PATROL BASE DETROIT, Afghanistan – The Marines are down but not out. The late afternoon sun beats on them, and one Marine wipes sweat from his eyes. Across from them, their opponents smile, seemingly sensing the outcome. With the Olympics fresh in their minds, this is not simply a volleyball game, this is a matter of national pride.
Then it happens, a questionable call. Is it a point for the Afghan National Army soldiers on one side of the net, or is it the Marines’ serve? Hand gestures and facial expressions are not enough to explain the concerns of both teams.
Then a Marine steps in, turns to the Afghan soldier and begins pleading the Marines’ case. The only catch is he is not speaking English and using over dramatic hand gestures like the others. He is speaking Pashtu, the ANA soldiers’ native language.
Lance Cpl. Nathan Pontious’, rifleman, Weapons Company, 1st Battalion, 1st Marines, Regimental Combat Team 6, ability to speak Pashtu helps build relationships with ANA soldiers and local Afghans.
“It really helps when we are patrolling and we run into a family,” Pontious said. “When they see I can speak their language it usually puts them at ease. We have that common ground, and we can build off it.”
Pontious’ platoon has two interpreters, but has three squads. This means when the entire platoon patrols, one squad is usually left without an interpreter.
“It’s huge having someone like Pontious who’s a Marine but can also speak Pashtu,” said Sgt. Jason Lomeli, Pontious’ squad leader. “The other day we had to roll out, and the (platoon commander) asked if I was good without an (interpreter). I responded, ‘Of course I’m good, I have Pontious.’”
Pontious’ skills are often used to help mitigate potentially damaging relations with local Afghans. He often explains to the head of the household what the Marines are doing, why they are there and reassures the family.
He is a valued asset to his squad, but what Pontious really enjoys is the non-work related part of speaking Pashtu.
“I love talking to the children,” said Pontious, from Effingham, Ill. “They are really funny, and I love giving them water or candy and watching their smiles.”
Even when his squad returns from patrols, Pontious’ ability to bridge the language barrier is still put to good use. His platoon works closely with ANA soldiers with 1st Kandak, 1st Brigade, 215th Corps.
Pontious often talks to the Afghan soldiers, trading with them and planning Marine and ANA volleyball games.
“We work together like brothers,” said ANA Capt. Aziz Mohammad, tolai commander, 3rd Tolai, 1st Kandak, 1st Brigade, 215th Corps.
Pontious attended a three-month language school before deploying to Afghanistan to learn Pashtu. He attended grammar classes in the morning and cultural classes in the afternoon. At the end, Pontious graduated third in a class of more than 200 students and the highest of any Marine in his battalion.
Before going to the school, Pontious had developed a reputation as a trouble-maker. He had gotten into a little trouble in the past, and he couldn’t seem to shake the misconceptions about him.

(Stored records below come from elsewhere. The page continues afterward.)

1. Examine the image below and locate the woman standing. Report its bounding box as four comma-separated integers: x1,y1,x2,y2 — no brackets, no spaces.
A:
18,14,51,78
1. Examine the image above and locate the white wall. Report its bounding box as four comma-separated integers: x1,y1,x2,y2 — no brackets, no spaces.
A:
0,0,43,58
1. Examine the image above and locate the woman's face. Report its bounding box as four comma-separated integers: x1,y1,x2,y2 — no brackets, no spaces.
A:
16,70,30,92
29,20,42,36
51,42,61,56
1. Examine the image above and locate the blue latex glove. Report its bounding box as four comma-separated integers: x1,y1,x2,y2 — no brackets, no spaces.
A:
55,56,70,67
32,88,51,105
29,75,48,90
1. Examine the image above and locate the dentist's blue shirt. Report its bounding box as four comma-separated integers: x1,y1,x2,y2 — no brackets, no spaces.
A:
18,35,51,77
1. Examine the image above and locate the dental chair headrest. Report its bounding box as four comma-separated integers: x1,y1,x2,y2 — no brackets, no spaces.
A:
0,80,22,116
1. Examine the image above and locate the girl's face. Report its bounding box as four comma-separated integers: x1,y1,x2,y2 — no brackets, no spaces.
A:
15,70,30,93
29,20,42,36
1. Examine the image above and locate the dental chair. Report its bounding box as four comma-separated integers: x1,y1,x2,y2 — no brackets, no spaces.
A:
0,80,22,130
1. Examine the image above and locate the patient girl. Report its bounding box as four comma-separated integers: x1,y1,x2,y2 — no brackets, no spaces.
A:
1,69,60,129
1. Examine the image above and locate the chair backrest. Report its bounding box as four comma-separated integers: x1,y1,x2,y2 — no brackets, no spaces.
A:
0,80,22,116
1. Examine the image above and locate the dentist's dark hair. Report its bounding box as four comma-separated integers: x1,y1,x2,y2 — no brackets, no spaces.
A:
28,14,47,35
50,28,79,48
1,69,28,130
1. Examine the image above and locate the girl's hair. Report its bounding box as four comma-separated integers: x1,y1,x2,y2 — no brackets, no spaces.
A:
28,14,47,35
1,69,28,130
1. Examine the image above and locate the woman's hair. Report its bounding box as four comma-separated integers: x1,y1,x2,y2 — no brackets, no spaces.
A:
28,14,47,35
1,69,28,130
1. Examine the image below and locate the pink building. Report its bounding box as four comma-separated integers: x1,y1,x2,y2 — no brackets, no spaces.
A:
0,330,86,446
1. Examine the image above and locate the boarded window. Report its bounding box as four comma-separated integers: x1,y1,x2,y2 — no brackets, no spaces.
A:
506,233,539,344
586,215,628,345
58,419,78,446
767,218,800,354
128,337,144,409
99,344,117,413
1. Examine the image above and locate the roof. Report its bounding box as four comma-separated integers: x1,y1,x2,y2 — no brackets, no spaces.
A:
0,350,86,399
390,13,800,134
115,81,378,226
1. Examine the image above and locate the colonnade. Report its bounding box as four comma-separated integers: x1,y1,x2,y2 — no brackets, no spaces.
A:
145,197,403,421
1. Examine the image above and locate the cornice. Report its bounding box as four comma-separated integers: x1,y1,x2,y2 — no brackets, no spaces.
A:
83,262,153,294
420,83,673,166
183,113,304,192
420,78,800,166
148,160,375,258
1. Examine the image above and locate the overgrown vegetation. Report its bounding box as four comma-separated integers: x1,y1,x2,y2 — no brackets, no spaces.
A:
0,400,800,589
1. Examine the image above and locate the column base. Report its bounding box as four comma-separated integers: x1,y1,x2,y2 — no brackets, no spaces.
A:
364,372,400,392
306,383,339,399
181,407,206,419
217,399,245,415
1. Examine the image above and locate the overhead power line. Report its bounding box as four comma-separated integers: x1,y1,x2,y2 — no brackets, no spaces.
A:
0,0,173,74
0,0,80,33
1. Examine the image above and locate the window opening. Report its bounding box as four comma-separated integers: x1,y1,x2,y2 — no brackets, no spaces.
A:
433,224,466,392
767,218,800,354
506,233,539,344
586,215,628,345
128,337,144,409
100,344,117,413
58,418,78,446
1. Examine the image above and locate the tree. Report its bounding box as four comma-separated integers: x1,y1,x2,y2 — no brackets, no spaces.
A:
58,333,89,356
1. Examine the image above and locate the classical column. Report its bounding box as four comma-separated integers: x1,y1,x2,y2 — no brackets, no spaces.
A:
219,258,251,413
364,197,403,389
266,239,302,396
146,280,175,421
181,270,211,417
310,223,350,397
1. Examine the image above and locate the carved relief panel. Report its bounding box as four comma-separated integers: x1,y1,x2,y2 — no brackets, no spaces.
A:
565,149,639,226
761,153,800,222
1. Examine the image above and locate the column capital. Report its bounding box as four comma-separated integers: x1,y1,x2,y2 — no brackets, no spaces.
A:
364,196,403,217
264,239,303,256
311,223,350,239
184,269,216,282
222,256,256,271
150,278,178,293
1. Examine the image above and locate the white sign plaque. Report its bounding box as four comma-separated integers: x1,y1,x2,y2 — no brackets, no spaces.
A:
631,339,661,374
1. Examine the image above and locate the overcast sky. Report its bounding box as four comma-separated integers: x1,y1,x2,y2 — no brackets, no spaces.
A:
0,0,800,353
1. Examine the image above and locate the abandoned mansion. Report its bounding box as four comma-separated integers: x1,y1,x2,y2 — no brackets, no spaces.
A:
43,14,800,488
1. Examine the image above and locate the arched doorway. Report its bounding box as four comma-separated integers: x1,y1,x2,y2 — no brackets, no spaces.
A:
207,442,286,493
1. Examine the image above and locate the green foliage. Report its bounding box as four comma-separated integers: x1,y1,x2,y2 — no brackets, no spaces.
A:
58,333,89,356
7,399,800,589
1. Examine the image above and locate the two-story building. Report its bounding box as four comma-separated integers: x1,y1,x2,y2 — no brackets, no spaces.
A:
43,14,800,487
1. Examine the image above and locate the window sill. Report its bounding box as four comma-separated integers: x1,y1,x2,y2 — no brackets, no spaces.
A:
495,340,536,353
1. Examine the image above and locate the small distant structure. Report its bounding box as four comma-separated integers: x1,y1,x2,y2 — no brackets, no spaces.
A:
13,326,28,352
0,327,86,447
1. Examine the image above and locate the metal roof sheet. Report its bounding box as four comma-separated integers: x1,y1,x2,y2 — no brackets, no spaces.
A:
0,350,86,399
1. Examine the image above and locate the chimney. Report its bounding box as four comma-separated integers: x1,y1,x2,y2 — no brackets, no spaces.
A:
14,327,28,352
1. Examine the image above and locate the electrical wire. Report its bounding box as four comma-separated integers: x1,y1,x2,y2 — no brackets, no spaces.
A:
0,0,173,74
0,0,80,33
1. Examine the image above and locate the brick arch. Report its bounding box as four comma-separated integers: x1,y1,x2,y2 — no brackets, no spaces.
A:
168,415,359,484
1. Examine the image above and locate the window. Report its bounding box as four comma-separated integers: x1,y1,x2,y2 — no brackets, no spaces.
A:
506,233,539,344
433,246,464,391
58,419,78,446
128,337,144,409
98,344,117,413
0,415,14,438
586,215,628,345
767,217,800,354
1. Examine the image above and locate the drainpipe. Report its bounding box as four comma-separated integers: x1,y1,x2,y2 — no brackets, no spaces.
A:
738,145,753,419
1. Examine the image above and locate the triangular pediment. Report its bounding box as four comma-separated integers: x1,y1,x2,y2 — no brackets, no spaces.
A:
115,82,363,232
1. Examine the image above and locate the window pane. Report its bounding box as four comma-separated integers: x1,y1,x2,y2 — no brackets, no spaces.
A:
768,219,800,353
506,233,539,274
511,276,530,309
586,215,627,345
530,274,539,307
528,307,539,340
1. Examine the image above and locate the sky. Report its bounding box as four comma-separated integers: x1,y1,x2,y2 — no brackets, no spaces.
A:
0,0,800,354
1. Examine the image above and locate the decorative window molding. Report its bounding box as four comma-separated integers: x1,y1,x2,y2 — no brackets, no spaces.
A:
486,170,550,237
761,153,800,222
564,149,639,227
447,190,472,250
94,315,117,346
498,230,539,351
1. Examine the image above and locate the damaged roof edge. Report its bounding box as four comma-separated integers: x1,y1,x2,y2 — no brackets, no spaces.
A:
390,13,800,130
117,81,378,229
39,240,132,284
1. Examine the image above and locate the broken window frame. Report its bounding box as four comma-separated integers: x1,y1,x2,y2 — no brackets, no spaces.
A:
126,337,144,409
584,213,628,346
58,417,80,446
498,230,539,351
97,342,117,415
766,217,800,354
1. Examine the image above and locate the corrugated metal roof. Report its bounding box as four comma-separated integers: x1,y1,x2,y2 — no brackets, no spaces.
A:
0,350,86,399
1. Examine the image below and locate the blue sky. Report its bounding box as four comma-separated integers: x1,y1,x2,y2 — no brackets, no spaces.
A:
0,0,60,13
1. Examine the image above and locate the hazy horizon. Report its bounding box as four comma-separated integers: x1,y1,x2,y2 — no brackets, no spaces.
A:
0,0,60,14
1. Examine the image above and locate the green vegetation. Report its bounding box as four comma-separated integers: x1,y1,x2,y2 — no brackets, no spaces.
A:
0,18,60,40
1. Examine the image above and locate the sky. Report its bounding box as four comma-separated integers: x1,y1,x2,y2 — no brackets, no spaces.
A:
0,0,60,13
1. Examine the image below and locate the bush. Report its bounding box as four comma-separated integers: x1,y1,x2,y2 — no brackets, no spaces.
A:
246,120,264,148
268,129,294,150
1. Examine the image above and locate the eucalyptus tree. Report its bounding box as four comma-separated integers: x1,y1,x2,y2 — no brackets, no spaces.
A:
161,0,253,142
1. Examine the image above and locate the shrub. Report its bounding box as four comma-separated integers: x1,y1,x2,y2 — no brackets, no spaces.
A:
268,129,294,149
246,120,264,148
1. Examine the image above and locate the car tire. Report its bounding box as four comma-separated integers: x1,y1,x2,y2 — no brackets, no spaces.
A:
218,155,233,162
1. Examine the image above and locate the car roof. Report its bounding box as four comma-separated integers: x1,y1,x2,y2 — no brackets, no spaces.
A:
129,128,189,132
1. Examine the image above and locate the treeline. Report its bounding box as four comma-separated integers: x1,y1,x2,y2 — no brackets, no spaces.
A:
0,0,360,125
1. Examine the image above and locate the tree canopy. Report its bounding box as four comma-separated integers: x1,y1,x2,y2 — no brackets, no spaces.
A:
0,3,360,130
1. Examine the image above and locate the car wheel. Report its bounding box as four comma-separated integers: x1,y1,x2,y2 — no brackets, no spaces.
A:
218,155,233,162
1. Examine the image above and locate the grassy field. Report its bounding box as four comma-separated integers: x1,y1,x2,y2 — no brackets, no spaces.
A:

“When I first arrived, some of the other leaders warned me about Pontious, saying he might cause issues,” explained Lomeli, from Riverdale, Ill. “I think Pontious was misunderstood. He does everything I ask of him and more, and he’s a great asset to the squad.”
Pontious used his poor reputation as motivation during the language schools. He volunteered to attend the class because he learned French easily in high school.
“Honestly, I had some doubters when I left for the course,” Pontious said. “I wanted to prove them wrong, and I ended up getting an A in the course.”
He also keeps his language skills sharp, practicing with his school textbook he brought to Afghanistan and asking the interpreters questions.
“One ANA soldier gave me a Pashtu to English dictionary,” Pontious said. “That helped a lot. I take it with me every time we go out.”
Back on the volleyball court, Pontious finishes pleading his case. His explanation seems to satisfy his Afghan counterparts, at least for this point, and in moments the Marines and Afghans are playing again.
“I really think I’m helping to change the perception of Marines to the people of Afghanistan,” Pontious said. “I think they see the effort I’ve put in to learn their language and their culture, and I think they appreciate it.”